E despencou para o fundo, sem demora,
com sua galinha, um peso bem rotundo,
caiu na água, descendo até o fundo:
nunca bebera tanto quanto agora!
Já o outro balde subiu até em cima
e lá ficou, por se encontrar vazio!...
Chegou Ysengrin e viu o seu reflexo...
"Hersent, mulher!?" -- exclamou quando se inclina.
"O que fazes aí no fundo, nesse frio?
Por que estás nesse lugar sem nexo?"
"Estou sozinho aqui em baixo, caro tio!"
"És tu, Renard? O que estás fazendo?"
"É que eu morri e no Céu estou vivendo!
São só reflexos que vês com tanto brio!..."
"Tua Hersent não viste neste corrupio:
minha prima está teus filhos atendendo;
aqui só desce quem já está morrendo;
além de mim, este poço está vazio..."
"Só estás a contemplar o teu semblante...
Porém eu já cheguei no Paraíso!
Avisa a minha esposa, por favor!..."
"E aí no Paraíso é interessante?"
"Ah, meu tio, é um lugar de canto e riso,
comemos carnes do melhor sabor!..."
RENARD E O POÇO II
"Pois eu queria estar aí também!"
"Mas e minha prima e todas as tuas crias?
Irás a todos deixar em desvalias...?"
"Depois, quem sabe, eles comigo vêm..."
"Existe um jeito de chegar aí além?"
"Para subir ao Paraíso existem muitas vias...
Depois de morto, certamente chegarias...
Porém um jeito acredito que se têm..."
"Vês esse balde, aí, pela beirada?"
"Claro que o vejo, meu caro Renard!..."
"Pois entra nele e chegarás até aqui!"
E o Lobo tolo, sem pensar mais nada,
dentro no balde pulou, sem mais tardar:
queda mais rápida até hoje nunca vi!
E como ele era grande e bem pesado,
subiu Renard pelo outro com a galinha
e bem depressa saltou a beiradinha,
deixando o Lobo no fundo, apalermado!
"Mas, Renard, foste já para o outro lado?"

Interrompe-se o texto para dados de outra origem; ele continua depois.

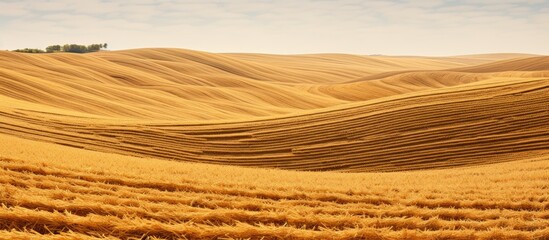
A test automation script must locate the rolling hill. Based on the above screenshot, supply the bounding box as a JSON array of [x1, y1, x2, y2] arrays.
[[0, 49, 549, 239]]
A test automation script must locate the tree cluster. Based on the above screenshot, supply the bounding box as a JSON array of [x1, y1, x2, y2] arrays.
[[13, 48, 44, 53], [14, 43, 107, 53]]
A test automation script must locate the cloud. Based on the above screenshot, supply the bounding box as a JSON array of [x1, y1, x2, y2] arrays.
[[0, 0, 549, 55]]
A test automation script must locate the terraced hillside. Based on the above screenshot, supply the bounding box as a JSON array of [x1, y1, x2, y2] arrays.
[[0, 49, 549, 239]]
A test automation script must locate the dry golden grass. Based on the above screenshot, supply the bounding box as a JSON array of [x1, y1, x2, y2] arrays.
[[0, 49, 549, 239], [0, 135, 549, 239]]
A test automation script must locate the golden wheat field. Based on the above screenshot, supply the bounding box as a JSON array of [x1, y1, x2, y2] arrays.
[[0, 49, 549, 239]]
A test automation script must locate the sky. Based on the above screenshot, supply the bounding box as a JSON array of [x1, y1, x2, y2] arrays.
[[0, 0, 549, 56]]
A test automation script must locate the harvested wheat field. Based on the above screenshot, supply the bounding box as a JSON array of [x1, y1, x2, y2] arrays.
[[0, 49, 549, 239]]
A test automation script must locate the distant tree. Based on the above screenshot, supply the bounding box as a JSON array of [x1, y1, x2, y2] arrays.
[[13, 48, 44, 53], [46, 45, 61, 53], [13, 43, 107, 53]]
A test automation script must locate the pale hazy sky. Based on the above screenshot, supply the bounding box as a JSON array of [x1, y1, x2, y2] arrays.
[[0, 0, 549, 56]]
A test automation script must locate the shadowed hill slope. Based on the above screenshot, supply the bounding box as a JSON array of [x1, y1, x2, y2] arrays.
[[0, 49, 549, 171]]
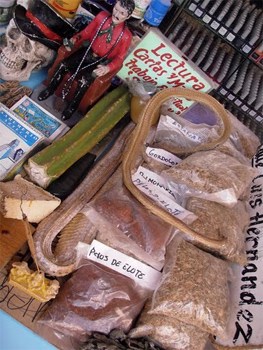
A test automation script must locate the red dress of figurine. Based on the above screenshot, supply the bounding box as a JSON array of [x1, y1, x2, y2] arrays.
[[38, 0, 135, 120]]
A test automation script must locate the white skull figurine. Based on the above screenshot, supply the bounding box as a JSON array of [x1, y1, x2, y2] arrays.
[[0, 19, 55, 81]]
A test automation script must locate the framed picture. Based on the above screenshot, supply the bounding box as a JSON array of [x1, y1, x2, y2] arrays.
[[11, 96, 69, 142]]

"É claro! Para o Céu vim depressinha,
pois já cruzei do Purgatório toda a linha:
tens de lavar, um a um, cada pecado!..."
"Mas, Renard, tens certeza que eu morri?"
"Pergunta ao frade, quando um aparecer!
Mas se ficares três dias aí no frio,
"a tua alma irá deixar teu corpo ali...
Mas para o Inferno talvez possas descer,
dos teus pecados para purgar o fio!..."
"Porém, Renard, vais me deixar sozinho?"
"Contigo tens um bando de mal-feitos!
Acho que ao Inferno terás mais direitos
que ao Paraíso! Boa sorte e adeusinho!..."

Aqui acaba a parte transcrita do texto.